3) By (1), (2) The conclusions obtained are easy to prove:

${\displaystyle \underset{n\le x}{\sum }{\left(w\left(n\right)-\log \log x\right)}^2}=x\log \log x+O(\; x\; )$

Note: 1) The derivation process of “Ω(n)” function related conclusion is similar to “W(n)”.

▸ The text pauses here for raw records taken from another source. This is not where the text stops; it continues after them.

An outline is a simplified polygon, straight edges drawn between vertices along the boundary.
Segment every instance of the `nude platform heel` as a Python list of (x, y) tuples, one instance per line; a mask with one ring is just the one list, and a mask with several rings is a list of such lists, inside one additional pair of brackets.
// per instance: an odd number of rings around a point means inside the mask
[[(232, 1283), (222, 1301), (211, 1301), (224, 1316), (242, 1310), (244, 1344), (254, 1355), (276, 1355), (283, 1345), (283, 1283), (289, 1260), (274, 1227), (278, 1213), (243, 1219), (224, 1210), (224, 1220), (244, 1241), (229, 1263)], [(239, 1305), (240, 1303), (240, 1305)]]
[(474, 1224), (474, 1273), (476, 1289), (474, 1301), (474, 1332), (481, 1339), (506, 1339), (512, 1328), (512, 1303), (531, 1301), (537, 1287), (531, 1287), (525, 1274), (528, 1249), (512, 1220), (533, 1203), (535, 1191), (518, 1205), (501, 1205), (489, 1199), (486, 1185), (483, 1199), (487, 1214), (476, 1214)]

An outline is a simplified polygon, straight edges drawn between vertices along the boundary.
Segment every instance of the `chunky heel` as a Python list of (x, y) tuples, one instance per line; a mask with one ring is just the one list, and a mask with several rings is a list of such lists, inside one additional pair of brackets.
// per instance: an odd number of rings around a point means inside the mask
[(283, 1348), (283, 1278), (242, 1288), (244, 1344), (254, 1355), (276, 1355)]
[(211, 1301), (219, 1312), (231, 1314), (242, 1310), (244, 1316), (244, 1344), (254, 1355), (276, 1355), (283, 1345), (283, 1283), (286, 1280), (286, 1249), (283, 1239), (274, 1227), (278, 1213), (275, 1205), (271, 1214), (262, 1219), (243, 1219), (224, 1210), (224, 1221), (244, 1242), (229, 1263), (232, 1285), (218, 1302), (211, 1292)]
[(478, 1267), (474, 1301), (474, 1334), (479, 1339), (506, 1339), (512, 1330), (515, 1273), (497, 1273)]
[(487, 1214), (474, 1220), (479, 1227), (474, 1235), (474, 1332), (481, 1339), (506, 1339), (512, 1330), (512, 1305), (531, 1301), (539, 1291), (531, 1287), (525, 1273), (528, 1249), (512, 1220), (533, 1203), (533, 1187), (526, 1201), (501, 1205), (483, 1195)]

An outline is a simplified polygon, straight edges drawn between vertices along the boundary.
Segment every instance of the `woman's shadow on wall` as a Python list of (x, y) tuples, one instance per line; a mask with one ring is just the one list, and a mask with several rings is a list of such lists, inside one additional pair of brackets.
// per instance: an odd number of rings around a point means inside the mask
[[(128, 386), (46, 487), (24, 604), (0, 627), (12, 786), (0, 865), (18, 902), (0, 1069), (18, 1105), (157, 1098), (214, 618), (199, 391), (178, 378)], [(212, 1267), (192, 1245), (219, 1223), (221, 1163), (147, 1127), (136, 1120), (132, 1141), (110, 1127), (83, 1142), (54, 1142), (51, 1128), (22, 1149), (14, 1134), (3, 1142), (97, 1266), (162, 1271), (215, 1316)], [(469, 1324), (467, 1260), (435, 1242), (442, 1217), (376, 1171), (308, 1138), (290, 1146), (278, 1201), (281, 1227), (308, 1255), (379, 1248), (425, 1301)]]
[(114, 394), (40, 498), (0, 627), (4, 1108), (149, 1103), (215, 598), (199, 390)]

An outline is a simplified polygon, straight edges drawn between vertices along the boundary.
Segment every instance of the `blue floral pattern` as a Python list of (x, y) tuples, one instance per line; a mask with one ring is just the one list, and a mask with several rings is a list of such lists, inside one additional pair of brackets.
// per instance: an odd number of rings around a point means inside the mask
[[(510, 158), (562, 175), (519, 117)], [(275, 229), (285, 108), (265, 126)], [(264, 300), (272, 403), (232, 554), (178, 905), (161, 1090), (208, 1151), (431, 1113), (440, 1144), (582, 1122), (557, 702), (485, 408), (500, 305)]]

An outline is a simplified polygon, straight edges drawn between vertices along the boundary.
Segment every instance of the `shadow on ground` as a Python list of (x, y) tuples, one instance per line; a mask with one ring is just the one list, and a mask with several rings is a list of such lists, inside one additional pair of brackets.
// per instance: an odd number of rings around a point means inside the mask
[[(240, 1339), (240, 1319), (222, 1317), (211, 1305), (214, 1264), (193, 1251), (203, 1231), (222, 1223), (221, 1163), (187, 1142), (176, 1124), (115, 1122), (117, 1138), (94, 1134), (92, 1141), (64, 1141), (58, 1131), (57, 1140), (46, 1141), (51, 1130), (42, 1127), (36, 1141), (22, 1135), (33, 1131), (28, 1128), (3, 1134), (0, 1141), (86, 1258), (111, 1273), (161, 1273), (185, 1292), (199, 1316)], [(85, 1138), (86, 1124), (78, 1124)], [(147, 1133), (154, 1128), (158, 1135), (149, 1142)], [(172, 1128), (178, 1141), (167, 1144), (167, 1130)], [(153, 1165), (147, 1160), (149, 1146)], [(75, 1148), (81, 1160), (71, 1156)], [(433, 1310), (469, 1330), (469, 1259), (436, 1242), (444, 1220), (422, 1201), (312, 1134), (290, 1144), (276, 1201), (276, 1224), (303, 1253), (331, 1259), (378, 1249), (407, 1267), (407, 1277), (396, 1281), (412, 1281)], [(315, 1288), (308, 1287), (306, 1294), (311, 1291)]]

2) In this paper, “ ${\displaystyle \underset{n\le x}{\sum }{\left(w\left(n\right)-\log \log x\right)}^2}=x\log \log x+O\left(x\right)$ ” slightly better than “Hardy-Ramanujan”, the results in.

3) With the o “ ${\displaystyle \underset{n\le x}{\sum }{w}^2}\left(n\right)$ ” The similarity method of values will be easy “Selber The formula” expressed in the following form:

$\begin{array}{l}\theta \left(x\right)\log x+{\displaystyle \underset{p\le x}{\sum }\theta \left(\frac{x}{p}\right)}\log p\\ =2x\log x+\left(2A_1-1\right)x+O\left(x\exp \left(-c{\log }^{\frac{3}{5}}x{\left(\log \log x\right)}^{-\frac{1}{5}}\right)\right)\end{array}$

Theorem of seven: if $\phi \left(n\right)$ Is euler function, then:

1) $\underset{n\to \infty }{\lim \inf }\phi \left(n\right)=\frac{n}{{\text{e}}^Y\log \log n}+O\left(n\exp \left(-c_5{\left(\log \log n\right)}^{\frac{3}{5}}{\left(\log \log \log n\right)}^{-\frac{1}{5}}\right)\right)$,

Among them “ $c_5$ ” For the normal number.

2) If “Riemnn” If the guess is true, then

$\underset{n\to \infty }{\lim \inf }\phi \left(n\right)=\frac{n}{{\text{e}}^Y\log \log n}+O\left(n{\log }^{-\frac{1}{2}}n\right)$.

Prove: This conclusion mainly uses “theorem 2 (Theorem 2’)”, the proof process is relatively simple, so skip [10].